DEV Community

Super Kai (Kazuya Ito)
Super Kai (Kazuya Ito)

Posted on • Edited on

requires_grad=True with a tensor, backward() and retain_grad() in PyTorch

Buy Me a Coffee

*Memos:

requires_grad(Optional-Default:False-Type:bool) with True can enable a tensor to compute and accumulate its gradient as shown below:

*Memos:

  • There are a leaf tensor and non-leaf tensor.
  • data must be float or complex type with requires_grad=True.
  • backward() can do backpropagation. *Backpropagation is to calculate a gradient using the mean(average) of the sum of the losses(differences) between the model's predictions and true values(train data), working from output layer to input layer.
  • A gradient is accumulated each time backward() is called.
  • To call backward():
    • requires_grad must be True.
    • data must be the scalar(only one element) of float type of the 0D or more D tensor.
  • grad can get a gradient.
  • is_leaf can check if it's a leaf tensor or non-leaf tensor.
  • To call retain_grad(), requires_grad must be True.
  • To enable a non-leaf tensor to get a gradient without a warning using grad, retain_grad() must be called before it
  • Using retain_graph=True with backward() prevents error.

1 tensor with backward():

import torch

my_tensor = torch.tensor(data=7., requires_grad=True) # Leaf tensor

my_tensor, my_tensor.grad, my_tensor.is_leaf
# (tensor(7., requires_grad=True), None, True)

my_tensor.backward()

my_tensor, my_tensor.grad, my_tensor.is_leaf
# (tensor(7., requires_grad=True), tensor(1.), True)

my_tensor.backward()

my_tensor, my_tensor.grad, my_tensor.is_leaf
# (tensor(7., requires_grad=True), tensor(2.), True)

my_tensor.backward()

my_tensor, my_tensor.grad, my_tensor.is_leaf
# (tensor(7., requires_grad=True), tensor(3.), True)
Enter fullscreen mode Exit fullscreen mode

3 tensors with backward(retain_graph=True) and retain_grad():

import torch

tensor1 = torch.tensor(data=7., requires_grad=True) # Leaf tensor

tensor1, tensor1.grad, tensor1.is_leaf
# (tensor(7., requires_grad=True), None, True)

tensor1.backward()

tensor1, tensor1.grad, tensor1.is_leaf
# (tensor(7., requires_grad=True), tensor(1.), True)

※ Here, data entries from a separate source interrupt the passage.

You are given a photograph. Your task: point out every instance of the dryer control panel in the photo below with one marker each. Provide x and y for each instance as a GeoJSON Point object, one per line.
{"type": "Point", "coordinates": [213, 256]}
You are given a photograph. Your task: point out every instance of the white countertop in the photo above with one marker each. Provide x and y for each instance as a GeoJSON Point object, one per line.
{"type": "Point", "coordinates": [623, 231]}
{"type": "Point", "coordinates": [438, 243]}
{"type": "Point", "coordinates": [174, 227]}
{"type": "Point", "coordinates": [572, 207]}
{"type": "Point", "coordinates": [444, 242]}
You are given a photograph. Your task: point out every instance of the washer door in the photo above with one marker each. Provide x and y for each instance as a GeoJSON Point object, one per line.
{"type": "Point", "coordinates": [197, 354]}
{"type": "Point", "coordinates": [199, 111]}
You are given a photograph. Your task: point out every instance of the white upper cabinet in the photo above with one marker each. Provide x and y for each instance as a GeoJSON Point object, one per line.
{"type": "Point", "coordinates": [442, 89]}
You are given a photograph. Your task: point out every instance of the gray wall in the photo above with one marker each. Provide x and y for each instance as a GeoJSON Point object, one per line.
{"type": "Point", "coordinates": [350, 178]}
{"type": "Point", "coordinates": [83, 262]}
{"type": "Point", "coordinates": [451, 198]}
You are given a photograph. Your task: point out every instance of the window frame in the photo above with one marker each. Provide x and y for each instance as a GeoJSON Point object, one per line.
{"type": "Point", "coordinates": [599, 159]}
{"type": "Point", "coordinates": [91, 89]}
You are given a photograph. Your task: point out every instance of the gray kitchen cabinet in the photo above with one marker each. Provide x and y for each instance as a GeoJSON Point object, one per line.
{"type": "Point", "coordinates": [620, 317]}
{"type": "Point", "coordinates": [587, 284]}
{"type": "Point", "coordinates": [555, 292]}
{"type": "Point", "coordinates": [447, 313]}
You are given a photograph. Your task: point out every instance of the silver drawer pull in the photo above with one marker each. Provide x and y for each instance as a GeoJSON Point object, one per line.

tensor2 = tensor1 * 4 # Non-leaf tensor

tensor2.retain_grad()

tensor1, tensor1.grad, tensor1.is_leaf
# (tensor(7., requires_grad=True), tensor(1.), True)

tensor2, tensor2.grad, tensor2.is_leaf
# (tensor(28., grad_fn=<MulBackward0>), None, False)

tensor2.backward(retain_graph=True) # Important

tensor1, tensor1.grad, tensor1.is_leaf
# (tensor(7., requires_grad=True), tensor(5.), True)

tensor2, tensor2.grad, tensor2.is_leaf
# (tensor(28., grad_fn=<MulBackward0>), tensor(1.), False)

tensor3 = tensor2 * 5 # Non-leaf tensor

tensor3.retain_grad()

tensor1, tensor1.grad, tensor1.is_leaf
# (tensor(7., requires_grad=True), tensor(5.), True)

tensor2, tensor2.grad, tensor2.is_leaf
# (tensor(28., grad_fn=<MulBackward0>), tensor(1.), False)

tensor3, tensor3.grad, tensor3.is_leaf
# (tensor(140., grad_fn=<MulBackward0>), None, False)

tensor3.backward()

tensor1, tensor1.grad, tensor1.is_leaf
# (tensor(7., requires_grad=True), tensor(25.), True)

tensor2, tensor2.grad, tensor2.is_leaf
# (tensor(28., grad_fn=<MulBackward0>), tensor(6.), False)

tensor3, tensor3.grad, tensor3.is_leaf
# (tensor(140., grad_fn=<MulBackward0>), tensor(1.), False)
Enter fullscreen mode Exit fullscreen mode

In addition, 3 tensors with detach_() and requires_grad_(requires_grad=True) which doesn't retain gradients:

import torch

tensor1 = torch.tensor(data=7., requires_grad=True) # Leaf tensor

tensor1, tensor1.grad, tensor1.is_leaf
# (tensor(7., requires_grad=True), None, True)

tensor1.backward()

tensor1, tensor1.grad, tensor1.is_leaf
# (tensor(7., requires_grad=True), tensor(1.), True)

tensor2 = tensor1 * 4 # Non-leaf tensor

tensor2.retain_grad()

tensor1, tensor1.grad, tensor1.is_leaf
# (tensor(7., requires_grad=True), tensor(1.), True)

tensor2, tensor2.grad, tensor2.is_leaf
# (tensor(28., grad_fn=<MulBackward0>), None, False)

tensor2.backward()

tensor1, tensor1.grad, tensor1.is_leaf
# (tensor(7., requires_grad=True), tensor(5.), True)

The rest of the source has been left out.